学校長挨拶

「過ちて改めざる、これを過ちという」

貫井中学校長 桐野 和之

「過ちて改めざる、これを過ちという」。
 この言葉はどのような意味かわかりますか。
 まず「過ち」という言葉の意味は「ついうっかり失敗してしまったり、間違ったりしてしまうこと」を言います。そして、「改めざる」という言葉は「改めないこと」、つまり「うっかり失敗したことや間違ってしまったことを二度としないように改めようとしない、あるいは直そうとしない」という意味です。
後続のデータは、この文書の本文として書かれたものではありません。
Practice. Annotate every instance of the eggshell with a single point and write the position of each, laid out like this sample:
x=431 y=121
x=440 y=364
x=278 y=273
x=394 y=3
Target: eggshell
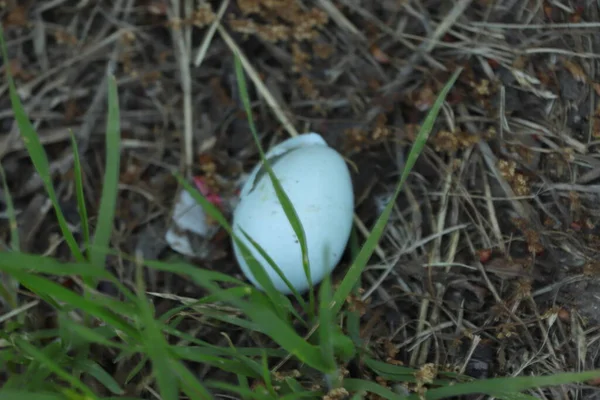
x=317 y=180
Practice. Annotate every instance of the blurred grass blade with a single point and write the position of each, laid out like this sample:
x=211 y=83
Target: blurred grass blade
x=10 y=211
x=8 y=285
x=83 y=217
x=358 y=385
x=97 y=372
x=155 y=345
x=12 y=394
x=51 y=365
x=44 y=286
x=285 y=201
x=366 y=251
x=37 y=154
x=46 y=265
x=110 y=187
x=190 y=384
x=326 y=320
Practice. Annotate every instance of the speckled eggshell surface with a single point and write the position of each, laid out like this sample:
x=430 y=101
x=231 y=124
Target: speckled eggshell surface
x=318 y=183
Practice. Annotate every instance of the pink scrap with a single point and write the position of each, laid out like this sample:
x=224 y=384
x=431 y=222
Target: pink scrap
x=211 y=196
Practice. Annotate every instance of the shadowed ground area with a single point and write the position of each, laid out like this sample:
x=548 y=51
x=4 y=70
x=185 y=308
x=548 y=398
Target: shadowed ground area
x=489 y=265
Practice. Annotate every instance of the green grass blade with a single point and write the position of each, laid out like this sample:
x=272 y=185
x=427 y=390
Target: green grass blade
x=37 y=154
x=81 y=208
x=280 y=302
x=97 y=372
x=366 y=251
x=10 y=394
x=326 y=320
x=285 y=201
x=155 y=345
x=190 y=384
x=47 y=265
x=110 y=188
x=360 y=385
x=51 y=365
x=276 y=268
x=8 y=285
x=15 y=244
x=41 y=285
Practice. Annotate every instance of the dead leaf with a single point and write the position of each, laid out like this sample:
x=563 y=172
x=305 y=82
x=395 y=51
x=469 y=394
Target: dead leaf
x=576 y=70
x=379 y=55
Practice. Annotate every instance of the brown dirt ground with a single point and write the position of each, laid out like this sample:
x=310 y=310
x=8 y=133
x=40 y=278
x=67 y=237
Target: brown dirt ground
x=490 y=263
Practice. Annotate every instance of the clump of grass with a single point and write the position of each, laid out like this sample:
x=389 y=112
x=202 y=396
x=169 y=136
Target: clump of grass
x=58 y=363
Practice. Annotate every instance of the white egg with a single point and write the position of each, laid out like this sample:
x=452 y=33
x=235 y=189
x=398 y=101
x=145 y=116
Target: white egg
x=317 y=181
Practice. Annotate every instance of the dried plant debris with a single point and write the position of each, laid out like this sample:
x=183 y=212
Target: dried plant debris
x=489 y=264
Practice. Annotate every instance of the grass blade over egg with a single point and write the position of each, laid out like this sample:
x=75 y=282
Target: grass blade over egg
x=286 y=204
x=280 y=303
x=37 y=153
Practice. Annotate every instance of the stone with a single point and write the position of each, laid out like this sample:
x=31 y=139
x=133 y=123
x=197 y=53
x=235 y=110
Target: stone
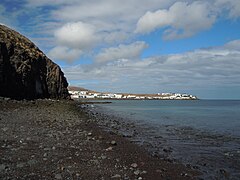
x=109 y=148
x=20 y=165
x=32 y=162
x=117 y=176
x=137 y=172
x=114 y=143
x=26 y=72
x=2 y=167
x=58 y=176
x=134 y=165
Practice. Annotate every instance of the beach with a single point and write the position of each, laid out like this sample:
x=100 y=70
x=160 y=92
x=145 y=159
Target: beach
x=49 y=139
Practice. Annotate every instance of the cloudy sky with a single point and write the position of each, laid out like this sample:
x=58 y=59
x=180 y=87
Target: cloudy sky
x=146 y=46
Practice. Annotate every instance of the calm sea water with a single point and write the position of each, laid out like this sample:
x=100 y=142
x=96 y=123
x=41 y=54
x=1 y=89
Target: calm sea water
x=203 y=133
x=219 y=116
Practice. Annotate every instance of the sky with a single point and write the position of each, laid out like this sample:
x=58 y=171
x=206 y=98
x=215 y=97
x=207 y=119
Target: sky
x=147 y=46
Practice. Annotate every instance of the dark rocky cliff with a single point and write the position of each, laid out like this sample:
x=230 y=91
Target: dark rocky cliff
x=25 y=72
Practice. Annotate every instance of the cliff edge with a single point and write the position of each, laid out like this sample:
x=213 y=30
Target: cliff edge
x=26 y=72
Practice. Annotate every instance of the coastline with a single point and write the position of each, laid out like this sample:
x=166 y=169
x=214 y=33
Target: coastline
x=67 y=141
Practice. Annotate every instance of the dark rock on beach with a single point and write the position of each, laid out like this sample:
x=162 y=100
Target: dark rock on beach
x=25 y=71
x=49 y=139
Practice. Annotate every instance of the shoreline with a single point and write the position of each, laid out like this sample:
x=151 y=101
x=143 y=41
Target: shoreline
x=67 y=142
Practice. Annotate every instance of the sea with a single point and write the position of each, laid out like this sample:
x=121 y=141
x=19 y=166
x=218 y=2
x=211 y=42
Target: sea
x=202 y=134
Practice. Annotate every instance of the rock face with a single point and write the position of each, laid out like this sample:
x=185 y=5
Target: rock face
x=25 y=72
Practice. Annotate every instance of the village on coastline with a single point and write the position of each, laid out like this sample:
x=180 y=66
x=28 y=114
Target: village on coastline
x=80 y=93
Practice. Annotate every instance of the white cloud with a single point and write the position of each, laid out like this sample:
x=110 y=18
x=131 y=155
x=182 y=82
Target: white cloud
x=233 y=6
x=182 y=20
x=199 y=69
x=77 y=35
x=233 y=45
x=64 y=53
x=130 y=51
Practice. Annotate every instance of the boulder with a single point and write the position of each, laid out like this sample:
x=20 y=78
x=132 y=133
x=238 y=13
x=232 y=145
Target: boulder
x=26 y=72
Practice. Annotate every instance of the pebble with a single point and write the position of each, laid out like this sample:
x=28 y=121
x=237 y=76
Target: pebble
x=103 y=157
x=116 y=176
x=2 y=167
x=20 y=165
x=114 y=143
x=134 y=165
x=109 y=149
x=58 y=176
x=137 y=172
x=32 y=162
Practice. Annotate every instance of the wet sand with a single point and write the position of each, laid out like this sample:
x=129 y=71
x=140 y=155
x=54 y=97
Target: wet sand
x=47 y=139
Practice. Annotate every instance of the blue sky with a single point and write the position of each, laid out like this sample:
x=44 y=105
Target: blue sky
x=127 y=46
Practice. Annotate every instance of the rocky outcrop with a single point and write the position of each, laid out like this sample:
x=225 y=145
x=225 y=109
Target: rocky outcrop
x=25 y=72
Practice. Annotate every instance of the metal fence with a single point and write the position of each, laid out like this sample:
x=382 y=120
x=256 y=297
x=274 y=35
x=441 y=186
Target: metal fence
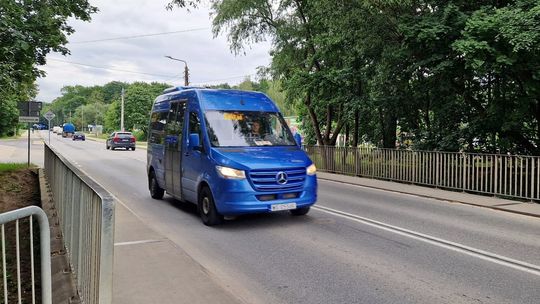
x=86 y=214
x=45 y=254
x=512 y=176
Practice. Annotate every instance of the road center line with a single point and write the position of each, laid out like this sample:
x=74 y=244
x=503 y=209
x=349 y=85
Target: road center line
x=474 y=252
x=137 y=242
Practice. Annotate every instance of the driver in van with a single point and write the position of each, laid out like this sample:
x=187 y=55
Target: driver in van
x=255 y=129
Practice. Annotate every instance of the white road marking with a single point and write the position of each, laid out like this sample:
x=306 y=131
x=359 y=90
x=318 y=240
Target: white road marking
x=474 y=252
x=137 y=242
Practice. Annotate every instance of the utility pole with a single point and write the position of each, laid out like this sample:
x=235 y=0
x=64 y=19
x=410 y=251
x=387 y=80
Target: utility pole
x=186 y=70
x=82 y=118
x=122 y=112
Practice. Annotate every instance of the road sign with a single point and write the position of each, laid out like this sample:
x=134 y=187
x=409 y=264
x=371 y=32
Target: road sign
x=49 y=115
x=30 y=108
x=28 y=119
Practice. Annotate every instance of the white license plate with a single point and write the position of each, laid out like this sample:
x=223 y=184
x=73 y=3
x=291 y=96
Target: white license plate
x=280 y=207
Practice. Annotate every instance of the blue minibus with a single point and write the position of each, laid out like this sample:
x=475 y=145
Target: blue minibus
x=229 y=152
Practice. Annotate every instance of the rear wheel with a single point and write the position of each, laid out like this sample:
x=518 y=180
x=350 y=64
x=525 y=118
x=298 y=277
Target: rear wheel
x=300 y=211
x=156 y=192
x=207 y=209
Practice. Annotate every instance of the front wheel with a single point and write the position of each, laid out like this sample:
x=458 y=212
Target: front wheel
x=207 y=209
x=156 y=192
x=300 y=211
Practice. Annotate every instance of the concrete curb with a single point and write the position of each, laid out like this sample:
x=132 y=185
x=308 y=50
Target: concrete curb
x=446 y=199
x=64 y=290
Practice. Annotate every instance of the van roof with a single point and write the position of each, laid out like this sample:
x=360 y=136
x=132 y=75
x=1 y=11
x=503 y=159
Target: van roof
x=219 y=99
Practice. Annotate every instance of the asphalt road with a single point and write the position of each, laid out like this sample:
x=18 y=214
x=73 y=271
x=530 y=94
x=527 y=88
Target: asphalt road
x=358 y=246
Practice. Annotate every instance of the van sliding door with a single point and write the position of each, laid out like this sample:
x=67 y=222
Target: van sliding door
x=173 y=147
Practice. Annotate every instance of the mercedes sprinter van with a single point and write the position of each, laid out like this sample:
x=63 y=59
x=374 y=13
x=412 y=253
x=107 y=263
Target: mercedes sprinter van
x=229 y=152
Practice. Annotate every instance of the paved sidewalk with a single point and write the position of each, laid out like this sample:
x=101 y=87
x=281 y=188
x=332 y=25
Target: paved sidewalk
x=149 y=268
x=525 y=208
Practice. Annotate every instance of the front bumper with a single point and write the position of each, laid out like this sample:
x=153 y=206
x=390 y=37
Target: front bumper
x=235 y=197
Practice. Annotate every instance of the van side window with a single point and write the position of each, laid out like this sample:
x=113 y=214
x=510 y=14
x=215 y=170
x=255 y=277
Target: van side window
x=195 y=125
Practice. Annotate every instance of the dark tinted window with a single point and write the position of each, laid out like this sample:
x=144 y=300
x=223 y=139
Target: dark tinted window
x=195 y=125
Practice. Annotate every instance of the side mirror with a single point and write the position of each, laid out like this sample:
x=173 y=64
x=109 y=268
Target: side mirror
x=194 y=141
x=298 y=139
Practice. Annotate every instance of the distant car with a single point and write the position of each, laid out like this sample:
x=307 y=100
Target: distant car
x=120 y=140
x=79 y=136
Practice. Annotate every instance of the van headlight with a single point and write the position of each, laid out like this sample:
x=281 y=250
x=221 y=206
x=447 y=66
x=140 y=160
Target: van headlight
x=311 y=170
x=231 y=173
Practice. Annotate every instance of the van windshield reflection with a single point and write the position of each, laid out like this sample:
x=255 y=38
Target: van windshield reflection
x=247 y=129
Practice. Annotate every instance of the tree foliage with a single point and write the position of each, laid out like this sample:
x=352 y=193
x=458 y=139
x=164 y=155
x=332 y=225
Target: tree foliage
x=442 y=75
x=29 y=30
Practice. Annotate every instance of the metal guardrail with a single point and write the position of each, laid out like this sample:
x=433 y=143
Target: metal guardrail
x=512 y=176
x=45 y=252
x=86 y=214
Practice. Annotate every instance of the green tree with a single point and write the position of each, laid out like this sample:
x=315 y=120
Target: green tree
x=29 y=30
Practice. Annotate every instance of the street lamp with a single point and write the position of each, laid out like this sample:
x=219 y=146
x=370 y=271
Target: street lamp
x=186 y=70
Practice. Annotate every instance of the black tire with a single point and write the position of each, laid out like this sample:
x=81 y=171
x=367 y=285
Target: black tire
x=299 y=211
x=207 y=209
x=156 y=192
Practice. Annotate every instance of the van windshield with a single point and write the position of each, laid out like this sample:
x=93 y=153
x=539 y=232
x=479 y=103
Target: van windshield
x=247 y=129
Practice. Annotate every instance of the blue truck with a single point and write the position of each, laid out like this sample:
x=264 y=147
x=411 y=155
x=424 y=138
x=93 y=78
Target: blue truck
x=229 y=152
x=68 y=129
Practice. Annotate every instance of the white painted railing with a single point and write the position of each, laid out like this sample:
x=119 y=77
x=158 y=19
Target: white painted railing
x=513 y=176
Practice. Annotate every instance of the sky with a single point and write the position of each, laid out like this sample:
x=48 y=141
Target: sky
x=209 y=59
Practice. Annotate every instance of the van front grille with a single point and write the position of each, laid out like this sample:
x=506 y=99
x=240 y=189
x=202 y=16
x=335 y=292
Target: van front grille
x=277 y=179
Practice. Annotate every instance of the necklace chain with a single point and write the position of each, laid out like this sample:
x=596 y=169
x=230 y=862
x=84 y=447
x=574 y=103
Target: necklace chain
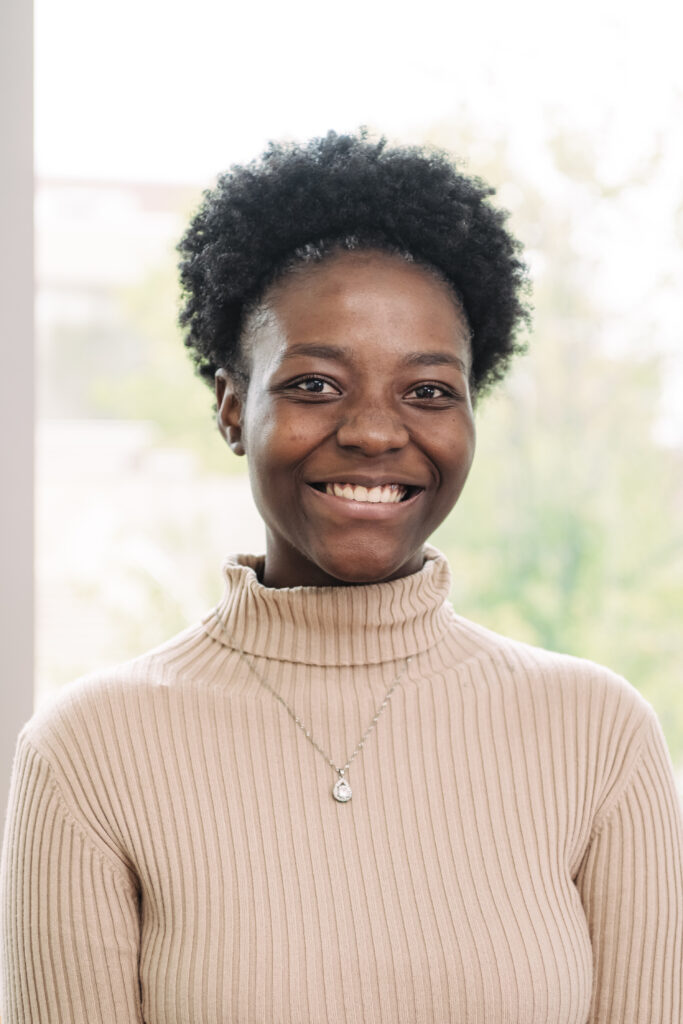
x=342 y=785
また、その次にある「これを過ちという」というのはつまり、「このことを本当の過ち、本当の失敗であり間違いである」という意味です。
 この言葉は中国の孔子の言った言葉です。孔子が生きていたのは今から2500年以上前の中国です。孔子は人としての生き方について深く考え、人としての礼儀や態度、思いやりの心などをとても大切にした人でした。さらに、政治家に対しても、政治をする人自身が礼儀や態度、思いやりのある心づかいなどを大切にして、道徳を重んじた政治を行うべきだと考え、中国の各地を回って、それぞれの国の政治を行う人たちにその考えを広めようと努めました。
 しかし、その願いは、なかなか実現できませんでした。思いが果たせなかった孔子は、自分が産まれた魯という国に戻り、たくさんの弟子たちを教えて育てることに専念するようになりました。
 そのようなある日、孔子は弟子たちに、「人はいろいろと失敗してしまうものだ。それは仕方のないことである。だから、そのような失敗を二度としないように改めていくことが、人としてとても大切な生き方なのである。しかし、失敗をしたにもかかわらずそれを反省しようとせず、直そうともしないとすれば、そのような考え方や態度こそが、人としての生き方の大きな過ちなのである」と教えたのです。そのときの言葉が「過ちて改めざる、これを過ちという」という言葉だったのです。
 皆さんも、ついうっかり間違えたり、失敗したりするようなことがあると思います。そのようなとき、すぐに「ごめんなさい」「すみませんでした」と謝ると思います。そして、二度とそのようなことをしないように、気をつけるようにすると思います。そのようにすることが、人の生き方としてとても大切なことなのです。その反対に、言い逃れをしたり、ごまかしたりすることは、よくないことです。ついうっかり間違えたり、失敗したりしたときには、恥ずかしいという気持ちが起きるかもしれませんが、すぐにそれを認めて謝るとともに、二度とそのようなことをしないように努力するべきです。
 孔子は人としての生き方にかかわるすばらしい教えをたくさん残しました。そこで、孔子が亡くなった後、多くの弟子たちが、孔子の教えてくれたすばらしい言葉を『論語』という本にまとめました。「過ちて改めざる、これを過ちという」という言葉も『論語』のなかにある言葉の一つです。みなさんにも一度、この論語を読んでみてほしいと思います。